Yes, at the end I ended with something like that, except that the RNG value is not the global one, but one defined inside a function depending on some input parameters (seed is provided or not, reproducible run is desired or not).
not really, I am comparing with the output of the same calculation in a series of controlled runs, with realistic input. So, yes, I am doing the brittle option probably, but I would feel quite unsafe if the testing was done with toy problems with analytical solution, because there are many many issues than could arise in corner cases of real problems because the actual “shapes” I am integrating are too complicated. For now I think I will stick with this option.
Perhaps you misunderstand: the issue is not how you obtain the “true” solution (analytical, or MC runs) you compare to, but how you establish the error bounds for CI.
Ah, yes. Well, for the moment the default precision required by isapprox seems to be completely safe for the sequential version with the stable random number generator.
Testing the parallel version of the package is a separate issue, where those problems arise more seriously. I am yet to setup a safe testing routine for those runs (while my package has a parallel version which is working quite nice, I do not know yet how to run parallel tests in CI, but just didn’t have time to search for that yet).
So you get √eps relative precision from a stochastic calculation? That looks suspicious — even for IID draws, you would need a very, very large sample.
If the random number sequence is exactly the same, why not?
I mean, this is just a more complicated example of this:
julia> import Random
julia> Random.seed!(123);
julia> sum(rand() for i in 1:1000)
503.24660050142177
julia> Random.seed!(123);
julia> sum(rand() for i in 1:1000)
503.24660050142177
Sure, but what are you really testing then? That the same calculation produces the same result? Or is it coded in two different ways, just using the same random stream?
Generally speaking yes, it is coded different ways. The idea is to have a bunch of tests that assure that whenever I introduce modifications in the package (to improve performance, for example, or new features), I do not break what was working before. Is that different from testing in any other context? Of course some modifications can be breaking in terms of the tests because of these random number sequences, but many (and the most frequent ones) won’t be. So that reassures me that I have not introduced regressions whenever I fix a bug, add some feature, etc.
Edit: but I understand your point. This kind of test is not designed for a major algorithmic modification of the package, for sure, in which case the test should aim the comparison with an expected result with a reasonable precision. I do have some tests of this kind, but they are not part of the automatic test set, because they take too long to run for a safe precision threshold.

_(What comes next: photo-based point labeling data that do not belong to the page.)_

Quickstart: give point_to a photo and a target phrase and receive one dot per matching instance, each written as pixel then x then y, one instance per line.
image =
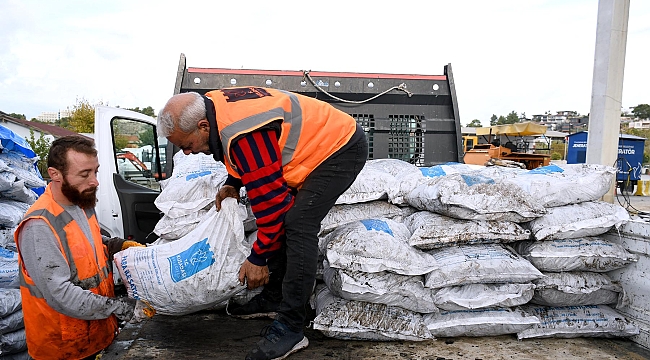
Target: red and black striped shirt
pixel 259 164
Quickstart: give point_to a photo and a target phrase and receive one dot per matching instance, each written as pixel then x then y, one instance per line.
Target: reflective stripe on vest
pixel 294 118
pixel 58 223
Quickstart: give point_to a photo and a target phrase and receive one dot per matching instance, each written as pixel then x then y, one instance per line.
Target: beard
pixel 84 199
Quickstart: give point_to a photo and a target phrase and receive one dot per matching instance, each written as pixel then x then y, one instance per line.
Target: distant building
pixel 53 116
pixel 639 124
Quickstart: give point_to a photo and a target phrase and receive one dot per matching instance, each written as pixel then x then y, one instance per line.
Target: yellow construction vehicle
pixel 486 154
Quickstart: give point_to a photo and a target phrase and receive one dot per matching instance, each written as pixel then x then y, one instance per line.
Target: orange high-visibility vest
pixel 311 130
pixel 50 334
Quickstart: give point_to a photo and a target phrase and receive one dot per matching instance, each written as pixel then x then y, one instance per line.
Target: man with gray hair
pixel 295 156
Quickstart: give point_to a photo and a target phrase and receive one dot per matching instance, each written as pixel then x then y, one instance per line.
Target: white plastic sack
pixel 577 321
pixel 9 274
pixel 170 228
pixel 19 192
pixel 578 220
pixel 10 301
pixel 474 264
pixel 559 185
pixel 371 184
pixel 375 245
pixel 577 288
pixel 483 322
pixel 23 167
pixel 347 213
pixel 6 178
pixel 13 343
pixel 474 197
pixel 479 296
pixel 407 292
pixel 192 273
pixel 193 185
pixel 12 322
pixel 12 212
pixel 405 177
pixel 7 238
pixel 431 231
pixel 357 320
pixel 583 254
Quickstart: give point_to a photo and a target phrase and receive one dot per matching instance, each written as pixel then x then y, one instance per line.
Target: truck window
pixel 139 154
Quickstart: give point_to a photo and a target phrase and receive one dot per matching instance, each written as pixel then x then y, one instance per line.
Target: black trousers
pixel 293 271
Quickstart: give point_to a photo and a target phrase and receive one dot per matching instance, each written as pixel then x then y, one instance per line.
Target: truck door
pixel 132 163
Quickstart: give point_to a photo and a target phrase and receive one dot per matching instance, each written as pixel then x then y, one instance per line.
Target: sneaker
pixel 257 307
pixel 277 343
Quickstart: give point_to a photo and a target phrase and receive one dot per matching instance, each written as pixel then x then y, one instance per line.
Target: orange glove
pixel 130 243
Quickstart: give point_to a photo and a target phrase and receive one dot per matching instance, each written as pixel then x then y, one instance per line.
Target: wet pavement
pixel 215 335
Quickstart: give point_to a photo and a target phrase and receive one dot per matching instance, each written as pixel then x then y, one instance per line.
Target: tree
pixel 147 137
pixel 41 147
pixel 512 118
pixel 641 111
pixel 82 117
pixel 147 111
pixel 64 123
pixel 475 123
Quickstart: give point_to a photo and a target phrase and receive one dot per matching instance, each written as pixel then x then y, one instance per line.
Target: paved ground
pixel 215 335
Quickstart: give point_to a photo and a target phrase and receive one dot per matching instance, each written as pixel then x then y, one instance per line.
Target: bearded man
pixel 66 281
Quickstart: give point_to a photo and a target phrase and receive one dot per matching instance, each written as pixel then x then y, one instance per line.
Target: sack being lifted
pixel 194 272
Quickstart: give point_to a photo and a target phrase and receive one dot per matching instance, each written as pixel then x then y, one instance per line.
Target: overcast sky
pixel 526 56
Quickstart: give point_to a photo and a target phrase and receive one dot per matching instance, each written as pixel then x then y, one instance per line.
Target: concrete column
pixel 607 86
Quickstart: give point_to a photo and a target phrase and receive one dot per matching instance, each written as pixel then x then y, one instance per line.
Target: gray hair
pixel 192 112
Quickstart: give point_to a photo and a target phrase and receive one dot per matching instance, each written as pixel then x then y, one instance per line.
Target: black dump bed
pixel 408 117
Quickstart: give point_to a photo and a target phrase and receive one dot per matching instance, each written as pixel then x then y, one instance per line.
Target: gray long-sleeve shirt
pixel 50 271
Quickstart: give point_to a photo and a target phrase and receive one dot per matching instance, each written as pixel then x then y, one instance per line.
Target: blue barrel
pixel 630 154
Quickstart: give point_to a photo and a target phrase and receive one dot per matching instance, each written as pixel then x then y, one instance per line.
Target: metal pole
pixel 607 85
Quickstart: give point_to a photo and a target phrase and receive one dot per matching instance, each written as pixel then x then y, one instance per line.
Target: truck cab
pixel 133 162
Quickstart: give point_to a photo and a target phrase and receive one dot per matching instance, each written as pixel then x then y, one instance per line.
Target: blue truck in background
pixel 629 162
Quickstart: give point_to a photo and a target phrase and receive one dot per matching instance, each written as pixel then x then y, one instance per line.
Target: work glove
pixel 130 243
pixel 142 311
pixel 225 191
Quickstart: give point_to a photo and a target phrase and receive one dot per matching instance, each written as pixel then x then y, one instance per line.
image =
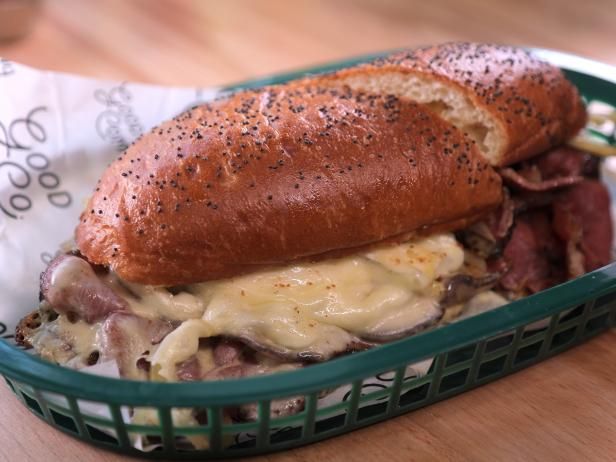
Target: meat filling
pixel 553 225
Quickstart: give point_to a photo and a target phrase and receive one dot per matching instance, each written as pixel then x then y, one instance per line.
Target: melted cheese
pixel 298 307
pixel 64 342
pixel 317 308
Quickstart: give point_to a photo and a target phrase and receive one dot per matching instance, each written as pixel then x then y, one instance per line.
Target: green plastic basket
pixel 466 354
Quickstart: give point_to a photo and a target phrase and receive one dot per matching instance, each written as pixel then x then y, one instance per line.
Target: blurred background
pixel 184 42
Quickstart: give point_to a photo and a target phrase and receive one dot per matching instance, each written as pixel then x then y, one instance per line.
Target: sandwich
pixel 284 226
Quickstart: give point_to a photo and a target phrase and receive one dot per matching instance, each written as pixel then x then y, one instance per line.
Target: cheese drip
pixel 300 307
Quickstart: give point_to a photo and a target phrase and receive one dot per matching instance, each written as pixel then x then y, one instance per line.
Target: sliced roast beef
pixel 517 180
pixel 70 286
pixel 532 255
pixel 582 220
pixel 566 161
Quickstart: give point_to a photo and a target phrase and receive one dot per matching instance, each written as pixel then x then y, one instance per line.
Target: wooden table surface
pixel 562 409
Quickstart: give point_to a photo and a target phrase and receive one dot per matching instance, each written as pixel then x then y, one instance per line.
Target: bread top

For example: if the the volume code above I decide to compute cutoff2 = cutoff^2 and not take the square root of the distance at every iteration of the loop. That saves ~5% of the time and the results are identical. It is good to have quick tests that assure me that I have not done anything wrong when small changes like that are introduced, and that everything continues to work as expected.

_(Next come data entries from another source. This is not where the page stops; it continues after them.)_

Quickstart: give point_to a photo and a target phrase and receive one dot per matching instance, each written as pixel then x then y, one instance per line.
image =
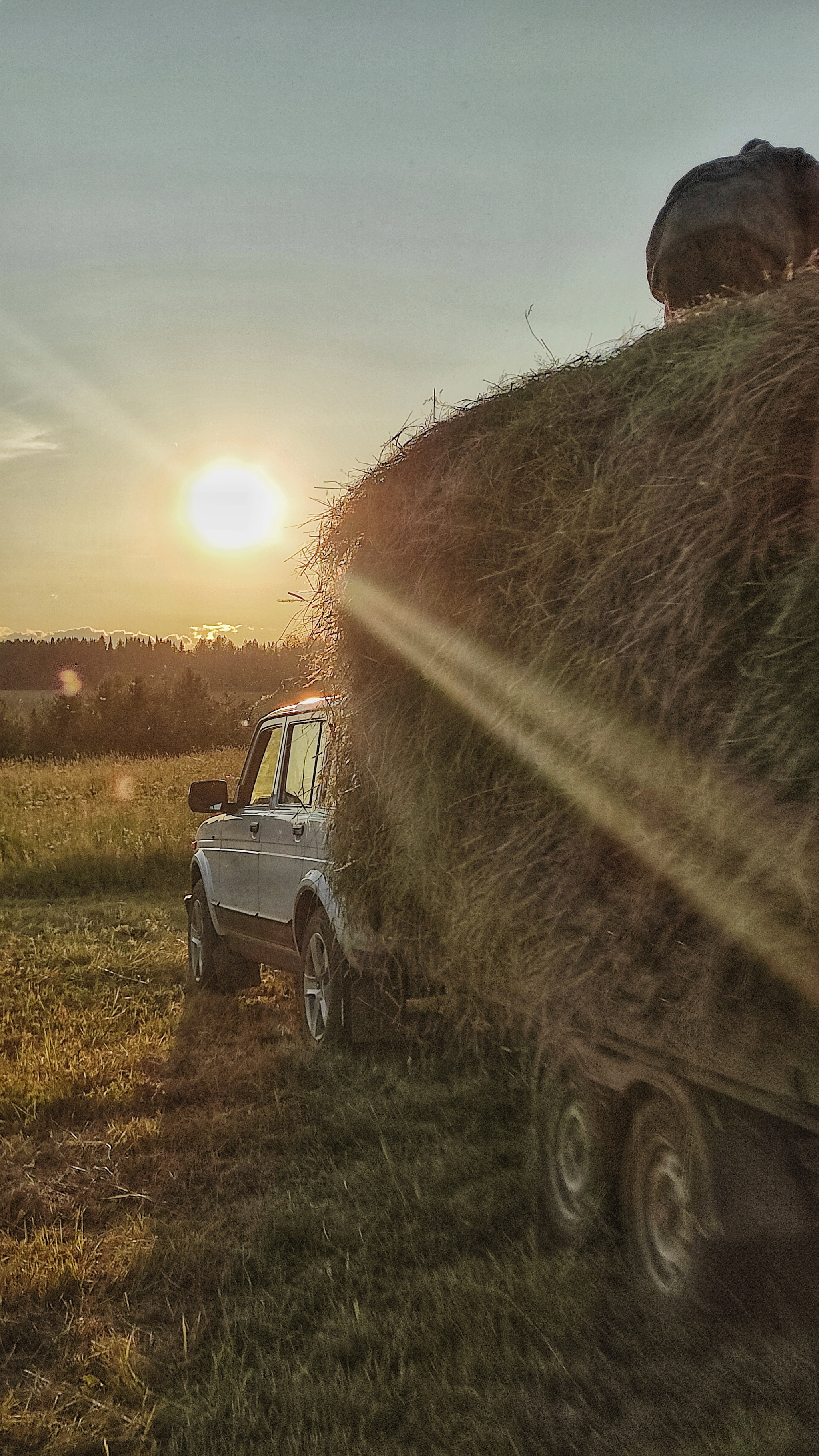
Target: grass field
pixel 215 1241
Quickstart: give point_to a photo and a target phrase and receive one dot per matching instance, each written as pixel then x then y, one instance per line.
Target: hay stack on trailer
pixel 579 641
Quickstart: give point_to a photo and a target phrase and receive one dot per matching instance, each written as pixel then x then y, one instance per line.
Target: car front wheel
pixel 323 982
pixel 202 943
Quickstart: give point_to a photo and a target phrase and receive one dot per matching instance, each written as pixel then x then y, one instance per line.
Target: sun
pixel 234 506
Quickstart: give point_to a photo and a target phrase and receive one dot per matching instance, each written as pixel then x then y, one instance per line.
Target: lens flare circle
pixel 234 506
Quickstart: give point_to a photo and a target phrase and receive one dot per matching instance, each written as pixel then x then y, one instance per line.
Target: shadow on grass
pixel 270 1250
pixel 127 1216
pixel 394 1299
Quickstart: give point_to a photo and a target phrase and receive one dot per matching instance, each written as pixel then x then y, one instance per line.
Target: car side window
pixel 263 785
pixel 258 774
pixel 301 762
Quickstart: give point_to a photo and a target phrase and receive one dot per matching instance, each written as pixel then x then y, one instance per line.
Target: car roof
pixel 307 705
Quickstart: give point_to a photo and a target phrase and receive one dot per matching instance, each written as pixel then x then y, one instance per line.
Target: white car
pixel 260 892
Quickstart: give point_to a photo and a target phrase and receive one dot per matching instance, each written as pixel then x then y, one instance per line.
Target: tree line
pixel 253 667
pixel 129 717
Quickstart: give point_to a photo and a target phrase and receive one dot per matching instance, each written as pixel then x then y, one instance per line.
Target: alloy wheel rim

But since we are there, is there any limitation for CI testing? Can I add a test that takes half an hour to run?
Of course if that is possible I could add tests for which the actual result is compared to the expected precision that a user would expect from the results.
Generally one would test some invariant that should hold given inputs and outputs.
Hardcoding input/output pairs is occasionally necessary though.
This depends on your CI setup — most frameworks allow you so set a longer timeout. Of course this will burn up any free tier very quickly.
For some of the economic models I am working on, a CI run takes 2–3 hours. But it is still great because actual estimation takes 1–2 weeks, so catching errors early is valuable. We ended up running CI on our own machine using Gitlab.